Alguien afirmó que hay escritores cuyas obras tienen que pasar el duro precio de la ignorancia durante años hasta encontrar su día de justicia. A Wernicke le gustaba definir su escritura como “una voz lerda para razonar pausado”. El tiempo le dio la razón. Y ahora, rescatados del olvido en una edición completa, los cuentos de Wernicke confirman su dones. Necesaria, imprescindible, esta edición, un auténtico acontecimiento, viene a probar el cuidado de orfebre que Wernicke le dedicaba a cada cuento. “Jamás imaginé que las palabras tuvieran un poder semejante”, anotó en su diario. “Apenas si voy por la mitad del cuento y siento como si me hubiera pasado toda la vida en este campo.” Su arte consiste en una persecución constante de la síntesis.
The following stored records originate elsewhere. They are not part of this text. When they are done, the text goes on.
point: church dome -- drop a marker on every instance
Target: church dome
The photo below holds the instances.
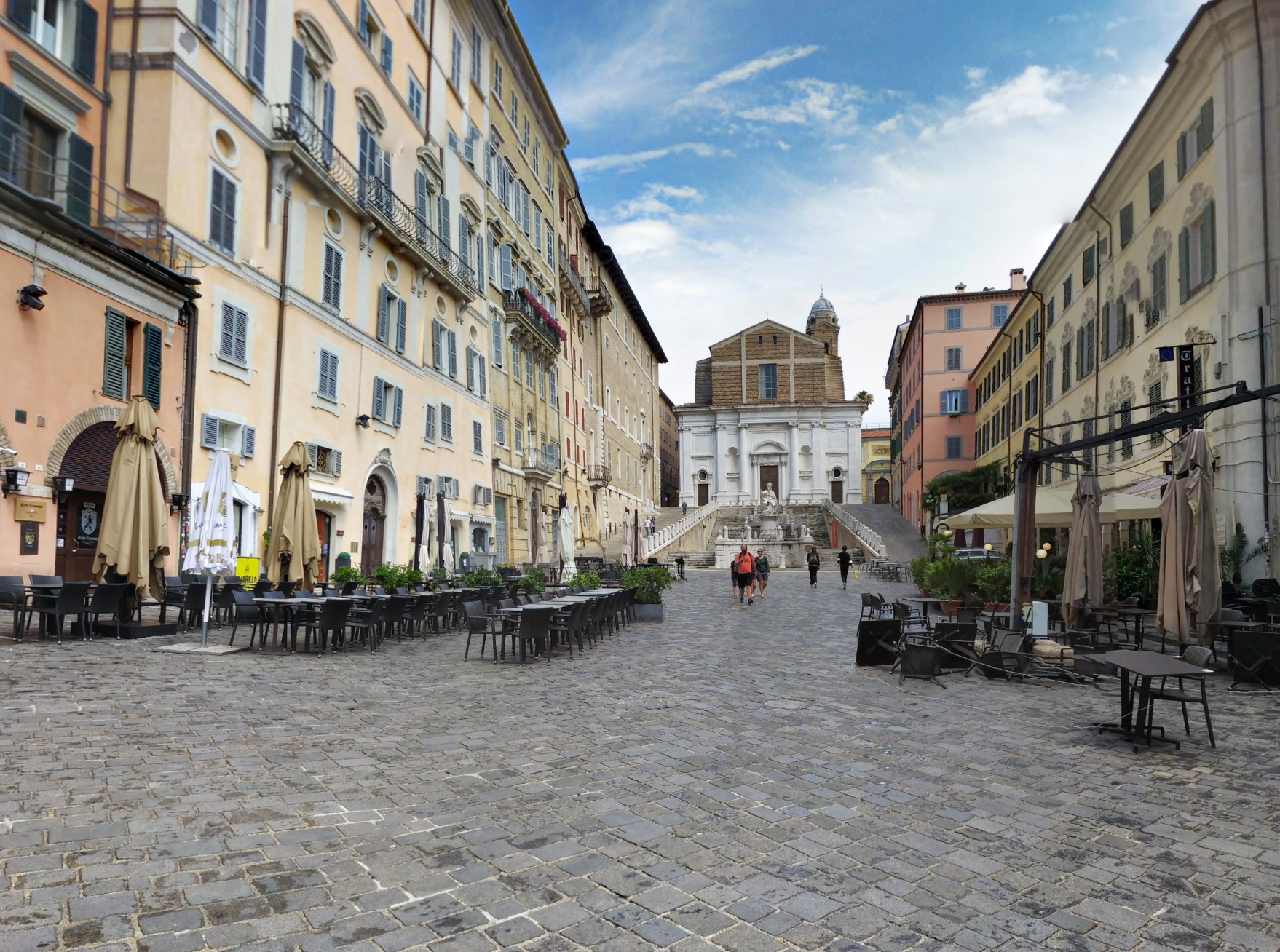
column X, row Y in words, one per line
column 821, row 309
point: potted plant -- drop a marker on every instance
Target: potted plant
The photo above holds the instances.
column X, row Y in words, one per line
column 649, row 582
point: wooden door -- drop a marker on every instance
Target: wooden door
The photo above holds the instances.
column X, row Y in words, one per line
column 768, row 475
column 79, row 521
column 371, row 542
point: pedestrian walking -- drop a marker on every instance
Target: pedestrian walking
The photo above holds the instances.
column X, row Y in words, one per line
column 762, row 570
column 844, row 558
column 746, row 567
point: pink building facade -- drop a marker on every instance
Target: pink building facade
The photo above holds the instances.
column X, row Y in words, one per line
column 935, row 402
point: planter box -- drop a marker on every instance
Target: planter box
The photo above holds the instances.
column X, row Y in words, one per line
column 648, row 613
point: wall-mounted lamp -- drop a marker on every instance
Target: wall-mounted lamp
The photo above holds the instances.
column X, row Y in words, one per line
column 15, row 480
column 28, row 298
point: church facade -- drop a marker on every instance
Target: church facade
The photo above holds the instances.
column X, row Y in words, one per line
column 770, row 415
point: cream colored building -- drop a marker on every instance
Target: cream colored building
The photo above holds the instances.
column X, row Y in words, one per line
column 374, row 190
column 1169, row 247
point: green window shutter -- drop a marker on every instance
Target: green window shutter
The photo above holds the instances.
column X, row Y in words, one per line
column 79, row 178
column 1185, row 265
column 84, row 57
column 1207, row 263
column 114, row 374
column 153, row 361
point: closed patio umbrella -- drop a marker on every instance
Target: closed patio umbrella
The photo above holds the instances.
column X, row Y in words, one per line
column 1190, row 571
column 293, row 526
column 1082, row 585
column 211, row 548
column 135, row 533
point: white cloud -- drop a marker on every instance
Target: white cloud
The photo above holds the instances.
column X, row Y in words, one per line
column 746, row 71
column 634, row 160
column 984, row 194
column 1033, row 94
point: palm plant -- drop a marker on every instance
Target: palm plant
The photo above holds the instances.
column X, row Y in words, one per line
column 1237, row 555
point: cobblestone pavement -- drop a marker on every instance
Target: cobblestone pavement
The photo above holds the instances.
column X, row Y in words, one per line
column 727, row 781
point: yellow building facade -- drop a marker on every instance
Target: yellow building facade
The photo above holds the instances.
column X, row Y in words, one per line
column 1169, row 248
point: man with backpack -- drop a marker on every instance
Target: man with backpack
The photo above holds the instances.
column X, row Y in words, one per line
column 746, row 568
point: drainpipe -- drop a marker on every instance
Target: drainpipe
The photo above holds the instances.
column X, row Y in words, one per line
column 1266, row 278
column 280, row 354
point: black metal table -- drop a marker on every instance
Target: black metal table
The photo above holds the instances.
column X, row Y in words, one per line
column 1137, row 670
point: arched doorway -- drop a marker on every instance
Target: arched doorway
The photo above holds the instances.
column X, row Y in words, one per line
column 881, row 491
column 375, row 521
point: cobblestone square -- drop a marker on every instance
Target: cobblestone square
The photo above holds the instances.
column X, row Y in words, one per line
column 724, row 781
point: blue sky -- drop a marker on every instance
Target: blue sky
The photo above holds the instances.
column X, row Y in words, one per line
column 739, row 156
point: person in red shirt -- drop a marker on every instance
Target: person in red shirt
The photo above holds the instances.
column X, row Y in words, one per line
column 746, row 567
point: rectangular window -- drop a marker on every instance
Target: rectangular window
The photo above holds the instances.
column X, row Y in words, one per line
column 415, row 98
column 222, row 213
column 233, row 339
column 1126, row 224
column 331, row 282
column 770, row 381
column 328, row 384
column 1156, row 186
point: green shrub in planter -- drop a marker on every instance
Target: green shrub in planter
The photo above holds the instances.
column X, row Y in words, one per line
column 649, row 582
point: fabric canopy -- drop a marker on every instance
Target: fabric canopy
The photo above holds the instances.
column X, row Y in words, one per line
column 295, row 533
column 1054, row 509
column 135, row 533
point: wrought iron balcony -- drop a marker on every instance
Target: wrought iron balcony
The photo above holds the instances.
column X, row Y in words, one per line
column 72, row 190
column 376, row 199
column 570, row 282
column 516, row 305
column 598, row 295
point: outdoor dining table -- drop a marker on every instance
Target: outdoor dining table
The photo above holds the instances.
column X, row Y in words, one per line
column 1137, row 670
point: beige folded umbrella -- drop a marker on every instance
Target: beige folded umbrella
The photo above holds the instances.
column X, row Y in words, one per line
column 293, row 528
column 135, row 535
column 1082, row 585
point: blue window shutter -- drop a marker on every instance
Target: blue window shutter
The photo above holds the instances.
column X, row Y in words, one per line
column 209, row 18
column 114, row 381
column 79, row 180
column 258, row 44
column 383, row 314
column 208, row 432
column 297, row 74
column 153, row 361
column 84, row 60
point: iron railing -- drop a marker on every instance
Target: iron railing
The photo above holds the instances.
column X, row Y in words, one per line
column 515, row 302
column 84, row 197
column 373, row 195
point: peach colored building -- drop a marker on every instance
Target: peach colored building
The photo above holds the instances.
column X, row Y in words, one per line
column 104, row 317
column 945, row 339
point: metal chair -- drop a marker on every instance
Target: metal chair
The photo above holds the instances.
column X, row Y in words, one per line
column 1197, row 656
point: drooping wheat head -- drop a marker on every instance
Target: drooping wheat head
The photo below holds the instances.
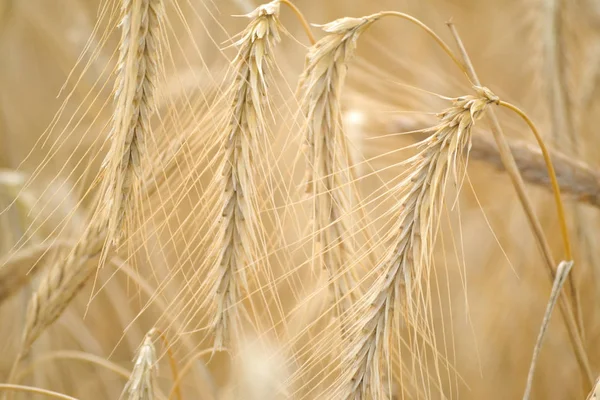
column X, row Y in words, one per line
column 246, row 128
column 397, row 291
column 137, row 72
column 61, row 283
column 330, row 181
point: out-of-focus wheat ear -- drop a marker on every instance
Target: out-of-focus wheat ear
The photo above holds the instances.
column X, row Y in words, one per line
column 61, row 284
column 246, row 127
column 397, row 292
column 595, row 393
column 329, row 175
column 137, row 71
column 141, row 384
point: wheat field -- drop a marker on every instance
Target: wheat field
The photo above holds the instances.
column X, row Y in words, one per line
column 299, row 199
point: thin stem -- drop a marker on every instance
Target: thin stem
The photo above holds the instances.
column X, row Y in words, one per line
column 561, row 276
column 551, row 173
column 431, row 33
column 185, row 369
column 302, row 20
column 517, row 181
column 31, row 389
column 172, row 363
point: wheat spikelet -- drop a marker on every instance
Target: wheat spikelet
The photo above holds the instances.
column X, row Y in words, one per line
column 412, row 238
column 134, row 104
column 329, row 175
column 141, row 384
column 246, row 127
column 60, row 285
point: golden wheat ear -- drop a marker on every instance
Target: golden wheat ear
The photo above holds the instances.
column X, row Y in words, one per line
column 397, row 292
column 142, row 381
column 330, row 182
column 137, row 72
column 246, row 127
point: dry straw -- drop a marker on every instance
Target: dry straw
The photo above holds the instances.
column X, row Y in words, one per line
column 246, row 129
column 411, row 238
column 137, row 72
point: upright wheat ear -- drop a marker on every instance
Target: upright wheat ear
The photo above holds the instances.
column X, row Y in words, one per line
column 134, row 104
column 247, row 127
column 329, row 177
column 411, row 239
column 142, row 379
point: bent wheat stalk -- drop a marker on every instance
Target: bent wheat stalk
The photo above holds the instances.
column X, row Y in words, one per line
column 137, row 72
column 566, row 308
column 246, row 128
column 412, row 237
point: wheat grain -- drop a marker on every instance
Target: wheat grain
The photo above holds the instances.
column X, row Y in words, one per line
column 137, row 72
column 246, row 128
column 141, row 384
column 412, row 238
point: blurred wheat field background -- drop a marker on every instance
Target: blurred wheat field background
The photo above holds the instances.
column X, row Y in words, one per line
column 203, row 200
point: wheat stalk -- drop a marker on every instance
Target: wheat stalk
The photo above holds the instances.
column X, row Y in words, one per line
column 141, row 384
column 413, row 237
column 137, row 72
column 329, row 175
column 247, row 126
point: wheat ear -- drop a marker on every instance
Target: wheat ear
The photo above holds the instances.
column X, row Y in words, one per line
column 141, row 384
column 329, row 175
column 412, row 237
column 247, row 127
column 60, row 285
column 137, row 72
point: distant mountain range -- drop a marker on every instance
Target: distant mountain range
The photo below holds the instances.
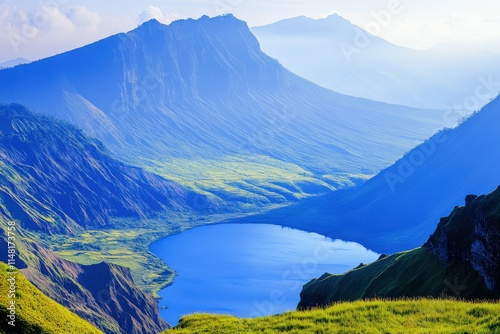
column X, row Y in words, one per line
column 398, row 208
column 460, row 260
column 55, row 179
column 341, row 56
column 198, row 98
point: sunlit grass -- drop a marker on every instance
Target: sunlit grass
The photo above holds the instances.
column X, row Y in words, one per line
column 375, row 316
column 35, row 312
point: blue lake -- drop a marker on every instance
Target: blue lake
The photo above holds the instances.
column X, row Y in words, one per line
column 247, row 270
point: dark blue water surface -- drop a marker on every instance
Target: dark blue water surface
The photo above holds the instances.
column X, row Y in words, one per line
column 247, row 270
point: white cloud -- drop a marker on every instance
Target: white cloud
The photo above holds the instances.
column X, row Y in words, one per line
column 42, row 31
column 153, row 12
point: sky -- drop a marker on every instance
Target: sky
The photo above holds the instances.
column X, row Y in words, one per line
column 36, row 29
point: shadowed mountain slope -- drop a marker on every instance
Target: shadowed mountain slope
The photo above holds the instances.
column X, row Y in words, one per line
column 55, row 179
column 398, row 208
column 200, row 93
column 461, row 259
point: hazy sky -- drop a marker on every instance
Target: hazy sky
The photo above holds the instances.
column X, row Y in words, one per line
column 35, row 29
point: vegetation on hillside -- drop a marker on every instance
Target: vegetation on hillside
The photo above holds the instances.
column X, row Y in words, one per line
column 35, row 312
column 374, row 316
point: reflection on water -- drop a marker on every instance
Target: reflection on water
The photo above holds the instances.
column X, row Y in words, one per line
column 247, row 270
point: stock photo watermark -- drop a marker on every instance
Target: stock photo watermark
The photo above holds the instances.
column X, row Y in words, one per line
column 12, row 272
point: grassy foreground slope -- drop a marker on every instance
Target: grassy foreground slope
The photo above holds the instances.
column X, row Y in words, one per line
column 376, row 316
column 35, row 312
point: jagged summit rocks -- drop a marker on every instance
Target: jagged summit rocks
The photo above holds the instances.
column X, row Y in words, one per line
column 203, row 90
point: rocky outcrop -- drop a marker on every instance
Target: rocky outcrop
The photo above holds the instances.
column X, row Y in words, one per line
column 461, row 259
column 471, row 235
column 103, row 294
column 55, row 179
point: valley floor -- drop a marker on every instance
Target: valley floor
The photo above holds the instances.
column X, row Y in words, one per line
column 374, row 316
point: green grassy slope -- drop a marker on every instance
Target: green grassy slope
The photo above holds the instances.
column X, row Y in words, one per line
column 35, row 312
column 416, row 273
column 401, row 316
column 460, row 259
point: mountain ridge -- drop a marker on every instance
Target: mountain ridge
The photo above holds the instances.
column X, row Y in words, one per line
column 61, row 181
column 202, row 91
column 460, row 259
column 397, row 209
column 347, row 58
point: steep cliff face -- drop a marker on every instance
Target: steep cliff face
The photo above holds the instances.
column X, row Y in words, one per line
column 199, row 90
column 103, row 294
column 471, row 234
column 55, row 179
column 461, row 259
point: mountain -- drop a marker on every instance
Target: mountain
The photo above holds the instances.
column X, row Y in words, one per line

Como si hubiera cruzado las lecciones de Chejov y de Hemingway. Wernicke toma del primero su concepción del relato breve: escribir cuentos es el arte de tachar. Y de Hemingway, su legendaria teoría del iceberg: la superficie engañosa de los hechos, que se sostiene sólo a condición de que se intuya su base.
Los Cuentos completos de Wernicke comprenden Función y muerte en el cine ABC (1940), Hans Grillo (1940), El señor cisne (1947), Los que se van (1957) y su producción posterior. A modo de ejemplo de su eficacia narrativa podrían citarse fragmentos, momentos que operan como iluminaciones, que no son pocas en Wernicke. Pero todo recorte, por más brillo que irradie, considerando la longitud acotadísima de sus cuentos, resulta parcializado en su apreciación. En oportunidades, las acciones, los hechos, simulan actuar como telón sobre el que disparan estos destellos. La pobreza, la intemperie, la desesperación, la infancia, la soledad y la muerte suelen presentarse como los ejes temáticos, pero articulados en una narrativa que tiene siempre en cuenta la fugacidad, esquivan hábilmente tanto la denuncia social de tinte zdhanovista como la moraleja consoladora. En la miniatura, como si se tratara de juguetes, pero rabiosos, Wernicke buscaba otra cosa. “En épocas en que, en una especie de irrealidad al cubo, hasta la sanata es virtual, leer todos sus cuentos impone su peso como una evidencia a la cual probablemente él mismo fuera ajeno”, observa Elvio Gandolfo en el prólogo. “La de Wernicke es una solidez conseguida paradójicamente a través de ese vaivén, esa vacilación que va desde la seguridad aplastante a la duda corrosiva sobre su propio valor, característica de tantos grandes escritores. Un subterfugio inconsciente o cultivado para librarse de cosas que perturba seguir percibiendo, con la mayor claridad y verdad posibles, la maravilla de vivir, por una parte, y las durísimas mezquindades humanas por otra, sin apartar la mirada.”